When we arrive, we are ushered into the conference room to talk to company CFO Scott Wellman, who is as tall as Lucas but with a shaven head. Wearing a white button-down shirt, Wellman gives us a quick rundown of the company and its problems: finding people to work (“People come in for two weeks, and then they quit”), electricity (which is exorbitantly expensive), and locating supplies of birch trees for the popsicle sticks (a byproduct of logging evergreens for paper and lumber—a sputtering industry in Maine, as St. Clair well knows). “We wanted to know where you stand on things,” Wellman says.

“Power isn’t going to get cheaper,” St. Clair says. “There will be a carbon tax in my lifetime—it’s happening in Canada; it’s happening in the European Union. We have to stay ahead of the curve and invest in things like wind, solar, and biomass generators.”

Then James Cartwright, the company co-owner, brings up the new monument. “I’m 62 years old. I’ve seen every damn tree in the state,” he says. “If you were going to pick 100,000 acres in Maine to make a park, that’s the last goddamn place I’d pick. The only thing up there is eight-inch-wide spruce trees.”

Suddenly, St. Clair is grinning. It’s the same argument Governor LePage had used when asking for the monument to be rescinded, telling a congressional committee that tourists would never visit the monument, which was in “the mosquito area.”

“You should come up there with me sometime,” St.

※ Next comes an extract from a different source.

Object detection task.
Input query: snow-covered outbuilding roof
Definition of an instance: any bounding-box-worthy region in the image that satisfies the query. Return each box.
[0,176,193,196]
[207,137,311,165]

Clair says, smiling. “Wassataquoik Stream is the most remote stream in the state, beautiful, with granite substrate. There are 7,000 acres of silver maple spanning the river.”

“If it was on the coastline somewhere, it could have been so much better for business,” Cartwright says. “Look at all the shops and hotels around Acadia [National Park.]”

“I think it’ll come,” says St. Clair, hitting his stride. “In 2016, 700 people drive Loop Road. In 2017, after monument status, 30,000 people drove it.” He describes how four new businesses have opened, and how, already, real estate sales and prices have risen and bookings are up at area hotels. “The folks at Shin Pond Village didn’t like me at all,” St. Clair says, referring to a hotel catering to snowmobilers. “We figured out a path forward together, and now they are big fans of the monument. And I’m big fans of theirs because they were willing to take the time and have open and honest conversations.”

Cartwright nods and says, “Right,” his demeanor softening.

“At the end of the day, a lot of this is about trust,” St. Clair says. “I want people to think I’m an honest broker. I’m sure there are things we disagree on.”

“What gave you that impression?” Wellman says, and everyone laughs, the tension gone. “Whoever is representing the 2nd District, we want to be able to call them,” he says. “It sounds like you’d be the same way.”

St. Clair is late for his next appearance and hustles to the car. “That was great,” he tells me, a swagger in his step. “It doesn’t get much more fun than that.”